Single by The Miracles

from the album I Like It Like That
- B-side: "You're So Fine and Sweet"
- Released: June 3, 1964
- Recorded: Hitsville U.S.A. (Studio A); April 30, and May 12, 1964
- Genre: Soul
- Length: 2:29
- Label: Tamla T 54098
- Songwriter(s): Smokey Robinson, Marv Tarplin
- Producer(s): Smokey Robinson

The Miracles singles chronology
| "(You Can't Let the Boy Overpower) The Man in You" (1964) | "I Like It Like That" (1964) | "That's What Love Is Made Of" (1964) |

= I Like It Like That (The Miracles song) =

1964 single by the Miracles

"I Like It Like That" was a 1964 hit song by Motown group The Miracles on its Tamla label subsidiary. This is not the Chris Kenner hit song of the same name but a Miracles original, written by Miracles members Smokey Robinson and Marv Tarplin, and is included on the group's first greatest hits album, Greatest Hits from the Beginning. It was also the title song from their deleted 1964 album of the same name.

==Background==
Like many of the Miracles' hit songs, "I Like It Like That" begins with Tarplin's guitar. It has a "live party" feel, similar to their earlier 1963 hit, "Mickey's Monkey". Smokey encourages everybody to "clap your hands now, everybody, we're gonna have some fun tonight...we're gonna sing and shout...knock ourselves out...and everything's gonna be alright". The other Miracles, Bobby, Ronnie, Pete and Claudette, join in with their trademark harmony vocals, with chants of "alright", and "I like it like that" as The Funk Brothers add additional instruments to the mix.

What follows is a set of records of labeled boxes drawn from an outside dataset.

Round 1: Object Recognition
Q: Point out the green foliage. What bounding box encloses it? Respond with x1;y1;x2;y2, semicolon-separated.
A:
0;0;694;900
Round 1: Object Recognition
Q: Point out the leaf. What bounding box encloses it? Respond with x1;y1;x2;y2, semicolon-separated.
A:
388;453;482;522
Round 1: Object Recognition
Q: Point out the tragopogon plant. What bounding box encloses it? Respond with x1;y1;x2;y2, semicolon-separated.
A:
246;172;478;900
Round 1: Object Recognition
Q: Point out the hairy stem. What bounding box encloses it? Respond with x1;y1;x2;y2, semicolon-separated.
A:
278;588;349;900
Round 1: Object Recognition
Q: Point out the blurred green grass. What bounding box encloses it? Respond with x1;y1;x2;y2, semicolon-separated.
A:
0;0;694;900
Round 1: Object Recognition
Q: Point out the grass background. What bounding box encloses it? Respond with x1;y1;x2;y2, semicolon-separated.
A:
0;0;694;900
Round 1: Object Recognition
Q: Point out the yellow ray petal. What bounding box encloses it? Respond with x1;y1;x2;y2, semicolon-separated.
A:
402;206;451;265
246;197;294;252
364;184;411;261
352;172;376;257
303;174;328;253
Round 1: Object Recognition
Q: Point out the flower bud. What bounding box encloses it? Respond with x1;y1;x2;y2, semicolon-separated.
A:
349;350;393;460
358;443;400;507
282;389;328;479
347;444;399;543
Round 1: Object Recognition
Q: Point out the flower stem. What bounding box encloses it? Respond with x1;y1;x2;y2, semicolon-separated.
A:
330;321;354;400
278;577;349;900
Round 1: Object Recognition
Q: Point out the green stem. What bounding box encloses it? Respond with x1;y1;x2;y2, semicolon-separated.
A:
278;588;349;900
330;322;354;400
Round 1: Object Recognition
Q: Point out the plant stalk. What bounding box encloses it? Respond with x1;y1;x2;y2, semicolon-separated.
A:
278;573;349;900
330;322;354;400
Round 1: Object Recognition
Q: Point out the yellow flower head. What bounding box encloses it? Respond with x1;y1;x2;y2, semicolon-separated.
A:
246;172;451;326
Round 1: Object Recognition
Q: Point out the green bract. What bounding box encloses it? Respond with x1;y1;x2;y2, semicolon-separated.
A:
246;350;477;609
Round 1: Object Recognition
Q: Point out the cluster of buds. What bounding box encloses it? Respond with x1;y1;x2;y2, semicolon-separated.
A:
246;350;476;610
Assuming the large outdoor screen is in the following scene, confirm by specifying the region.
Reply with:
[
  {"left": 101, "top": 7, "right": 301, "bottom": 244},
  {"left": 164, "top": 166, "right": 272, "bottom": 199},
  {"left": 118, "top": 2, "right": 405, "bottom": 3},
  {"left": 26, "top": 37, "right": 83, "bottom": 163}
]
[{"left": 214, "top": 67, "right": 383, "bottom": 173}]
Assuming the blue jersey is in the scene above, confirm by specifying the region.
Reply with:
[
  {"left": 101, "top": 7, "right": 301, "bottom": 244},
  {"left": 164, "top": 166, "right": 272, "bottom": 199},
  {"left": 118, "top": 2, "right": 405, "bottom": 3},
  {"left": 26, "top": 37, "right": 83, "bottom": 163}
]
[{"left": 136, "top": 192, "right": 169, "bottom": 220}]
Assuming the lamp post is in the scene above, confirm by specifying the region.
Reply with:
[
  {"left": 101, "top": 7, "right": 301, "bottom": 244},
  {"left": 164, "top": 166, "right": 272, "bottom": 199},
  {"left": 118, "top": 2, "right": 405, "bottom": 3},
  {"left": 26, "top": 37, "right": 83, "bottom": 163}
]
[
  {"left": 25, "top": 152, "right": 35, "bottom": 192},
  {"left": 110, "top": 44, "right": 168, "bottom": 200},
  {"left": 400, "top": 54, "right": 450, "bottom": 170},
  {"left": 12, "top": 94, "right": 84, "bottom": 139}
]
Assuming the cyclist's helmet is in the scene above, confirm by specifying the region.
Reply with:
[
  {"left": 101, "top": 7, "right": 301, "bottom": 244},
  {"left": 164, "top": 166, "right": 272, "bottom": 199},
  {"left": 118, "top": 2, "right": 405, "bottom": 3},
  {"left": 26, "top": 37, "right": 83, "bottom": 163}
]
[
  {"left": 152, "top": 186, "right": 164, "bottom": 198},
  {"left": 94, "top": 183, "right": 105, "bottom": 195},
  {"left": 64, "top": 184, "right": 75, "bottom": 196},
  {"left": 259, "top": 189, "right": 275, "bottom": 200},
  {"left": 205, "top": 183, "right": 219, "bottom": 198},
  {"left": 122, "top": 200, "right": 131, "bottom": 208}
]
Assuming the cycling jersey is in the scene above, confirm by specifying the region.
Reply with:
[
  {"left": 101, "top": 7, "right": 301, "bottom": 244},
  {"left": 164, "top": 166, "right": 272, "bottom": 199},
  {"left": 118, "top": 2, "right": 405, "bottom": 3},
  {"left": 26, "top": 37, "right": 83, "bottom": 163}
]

Cash Box described it as "an infectious rhythmic shuffle-thumper...that sports a 'live' audience cheer and handclap support."

"I Like It Like That" was released during a period (1964) when Smokey and the Miracles were so busy touring as the headline act with the famed Motortown Revue shows, and writing big hits for other Motown acts, principally Mary Wells and The Temptations, that their own chart action suffered. Of the group's four single releases that year (the others were "Come On Do The Jerk", "(You Can't Let the Boy Overpower) The Man in You" and "That's What Love Is Made Of"), "I Like It Like That" was the only one to enter the Billboard Pop Top 30, while two songs that they wrote for the two aforementioned acts, "My Guy" and "My Girl" respectively, both reached No.1. "My Girl" was originally intended to be recorded by The Miracles. However, The following year, 1965, would prove to be The Miracles' biggest year ever.

==Personnel==
The Miracles:
- Smokey Robinson - lead vocals
- Bobby Rogers, Ronnie White, Pete Moore, Claudette Robinson - background vocals
- Marv Tarplin - guitar
- Additional instruments: The Funk Brothers

==Chart history==
"I Like It Like That" reached the Top 30 of the Billboard Pop chart, charting at No.27 and the Top 10 of Cash Box R&B chart, peaking at No.10. (Billboard Magazine's R&B chart was temporarily suspended during this time).

| Chart (1964) | Peak position |
|---|---|
| U.S. Billboard Hot 100 | 27 |
| Canada RPM Top 40-5s | 37 |

==Cover versions==
"I Like It Like That" has been covered by:
- Bobby Vee
- Mitch Ryder & the Detroit Wheels.
- The song's B side, "You're So Fine And Sweet", featured a rare lead by the Miracles' second tenor, Bobby Rogers (who had sung co-lead vocals with Smokey on the group's smash single "You've Really Got A Hold On Me" the previous year), and inspired a cover version by The Undertakers.